Seçmek, karar vermek benim için aşırı zor. Neden böyle?!
Yeni ev için önce mutfağın şekline sonra dolap rengine, materyaline, kapak modeline karar vermem gerekti. Bitmedi daha tezgah, tezgah arası, evye, batarya, dolap kulpları... Seç seç bitmiyor. Seçemiyorum! Seçtiklerimden emin olamıyorum. Karar vermek çok zor!
Mutfakla bitse iyi! Banyo dolabı, bataryası, çeri çöpü... Üstüne bir de tüm ev için boya seçmesi var ki o da ayrı bir işkence benim için. Zorla seçtim bi' şeyler ama asla emin olamıyorum. Seçtiklerim bir araya gelince ortaya ne çıkacak bilemiyorum. Gözümde canlandırma yeteneğim sıfır.
Çoğu insanın zevkle, heyecanla yaptığı işler benim için kabus gibi maalesef. Keşke birisi gelse "Sen şöyle otur, ben her şeyi halledeceğim ve bitince çok beğeneceksin" dese... Evrim'e soruyorum, "Sen nasıl istersen öyle olsun hayatım" diyor. Tam seçiyorum, "Emin misin?" diyor. Çıldırmama ramak kaldı.
Biliyorum tüm bunlar aslında işin zevkli/eğlenceli/heyecanlı kısmı, ufak tefek şeyler, halledilirler. Biliyorum ama işte bilmek daha iyi hissettirmiyor.

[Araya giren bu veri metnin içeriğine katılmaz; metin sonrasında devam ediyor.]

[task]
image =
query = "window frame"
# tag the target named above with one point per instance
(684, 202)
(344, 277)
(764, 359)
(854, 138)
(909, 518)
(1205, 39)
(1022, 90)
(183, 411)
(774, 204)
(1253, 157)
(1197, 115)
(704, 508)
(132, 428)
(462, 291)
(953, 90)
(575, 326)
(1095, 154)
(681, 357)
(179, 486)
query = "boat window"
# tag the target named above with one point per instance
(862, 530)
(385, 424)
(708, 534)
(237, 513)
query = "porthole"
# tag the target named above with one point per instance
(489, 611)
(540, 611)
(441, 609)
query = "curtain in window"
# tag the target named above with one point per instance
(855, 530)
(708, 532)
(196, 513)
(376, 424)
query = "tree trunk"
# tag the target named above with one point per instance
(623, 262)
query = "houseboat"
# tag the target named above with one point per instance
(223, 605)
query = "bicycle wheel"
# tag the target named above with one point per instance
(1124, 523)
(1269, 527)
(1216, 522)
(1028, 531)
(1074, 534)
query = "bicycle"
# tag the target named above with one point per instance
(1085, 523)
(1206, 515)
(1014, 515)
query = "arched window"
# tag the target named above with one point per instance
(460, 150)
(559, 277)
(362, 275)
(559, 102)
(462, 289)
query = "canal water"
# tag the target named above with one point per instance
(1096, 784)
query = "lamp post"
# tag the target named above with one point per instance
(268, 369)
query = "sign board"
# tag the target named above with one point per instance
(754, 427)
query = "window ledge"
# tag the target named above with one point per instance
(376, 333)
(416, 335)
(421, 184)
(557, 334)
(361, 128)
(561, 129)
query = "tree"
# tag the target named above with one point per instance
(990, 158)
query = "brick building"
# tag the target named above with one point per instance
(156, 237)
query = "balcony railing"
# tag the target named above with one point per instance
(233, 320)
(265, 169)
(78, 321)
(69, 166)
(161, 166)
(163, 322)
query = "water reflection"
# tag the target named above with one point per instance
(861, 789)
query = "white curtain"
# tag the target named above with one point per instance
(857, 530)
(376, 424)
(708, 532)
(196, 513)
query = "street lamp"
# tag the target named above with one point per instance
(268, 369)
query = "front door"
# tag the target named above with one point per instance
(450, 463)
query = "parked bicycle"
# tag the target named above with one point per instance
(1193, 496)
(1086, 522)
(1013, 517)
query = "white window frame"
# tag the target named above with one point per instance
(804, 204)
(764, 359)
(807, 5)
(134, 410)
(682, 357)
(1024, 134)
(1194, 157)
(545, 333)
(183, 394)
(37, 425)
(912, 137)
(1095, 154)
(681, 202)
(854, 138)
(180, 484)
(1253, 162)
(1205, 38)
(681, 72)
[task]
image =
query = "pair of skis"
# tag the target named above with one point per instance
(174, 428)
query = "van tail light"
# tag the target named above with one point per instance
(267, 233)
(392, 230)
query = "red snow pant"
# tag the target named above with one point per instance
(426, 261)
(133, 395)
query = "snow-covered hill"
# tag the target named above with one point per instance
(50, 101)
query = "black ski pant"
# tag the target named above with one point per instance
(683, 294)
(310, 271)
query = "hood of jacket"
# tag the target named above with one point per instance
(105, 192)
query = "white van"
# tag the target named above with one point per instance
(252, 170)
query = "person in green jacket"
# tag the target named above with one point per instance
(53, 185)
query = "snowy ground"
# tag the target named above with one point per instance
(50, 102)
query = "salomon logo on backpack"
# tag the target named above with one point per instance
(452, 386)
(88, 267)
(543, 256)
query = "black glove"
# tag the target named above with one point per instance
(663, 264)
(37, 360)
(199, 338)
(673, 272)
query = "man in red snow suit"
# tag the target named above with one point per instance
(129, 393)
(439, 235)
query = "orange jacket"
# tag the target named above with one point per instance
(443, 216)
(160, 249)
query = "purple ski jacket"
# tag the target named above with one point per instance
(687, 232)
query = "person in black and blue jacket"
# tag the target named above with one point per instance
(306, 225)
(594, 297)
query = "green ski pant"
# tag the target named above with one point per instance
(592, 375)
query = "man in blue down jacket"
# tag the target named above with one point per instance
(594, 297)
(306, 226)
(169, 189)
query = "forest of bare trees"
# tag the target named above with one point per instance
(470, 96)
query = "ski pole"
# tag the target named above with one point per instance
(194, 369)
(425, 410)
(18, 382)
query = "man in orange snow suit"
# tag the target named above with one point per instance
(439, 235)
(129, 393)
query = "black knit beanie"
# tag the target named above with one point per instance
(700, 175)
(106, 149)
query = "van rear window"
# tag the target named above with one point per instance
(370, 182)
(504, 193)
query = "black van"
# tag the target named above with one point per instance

Dün zar zor ve en sonunda bıkkınlıkla bunlar olsun işte diyerek çoğu şeyi seçtim. Geriye mutfak evyesi ve bataryası kaldı. Onları da seçip karar verme yükünden kurtulmak istiyorum bir an önce. Boya renklerini seçip aldığım halde içimden hâlâ "TV duvarı lacivert olsa keşke" diye geçiyor :( Elimi tutan, engelleyen yok ama basiret bağlanması gibi bir şey, yapamıyorum!
Yeni evin salonuna girince tam karşı duvar, TV duvarı olacak. O duvar için kafamda bir sürü fikir dönüp duruyor. Duvara çıtalarla şekil yapıp diğer duvarlardan daha koyu, farklı bir renge boyamak istiyorum. Ama işte uzun vadede göz yorar mı, sıkılır mıyız, odayı küçültür, karartır mı gibi zibilyon tane saçma soru yüzünden cesaret edemiyorum. En çok da bu cesaret edemeyişime kızıyorum :(
Off baktıkça daha da darlanıyorum ve iyice beceriksiz hissediyorum kendimi. Yeter. Akışa bırakıyorum şu an itibari ile. Artık nasıl olacaksa olsun. Beğenmezsek biraz kullanır, seneye tekrar boyatırız.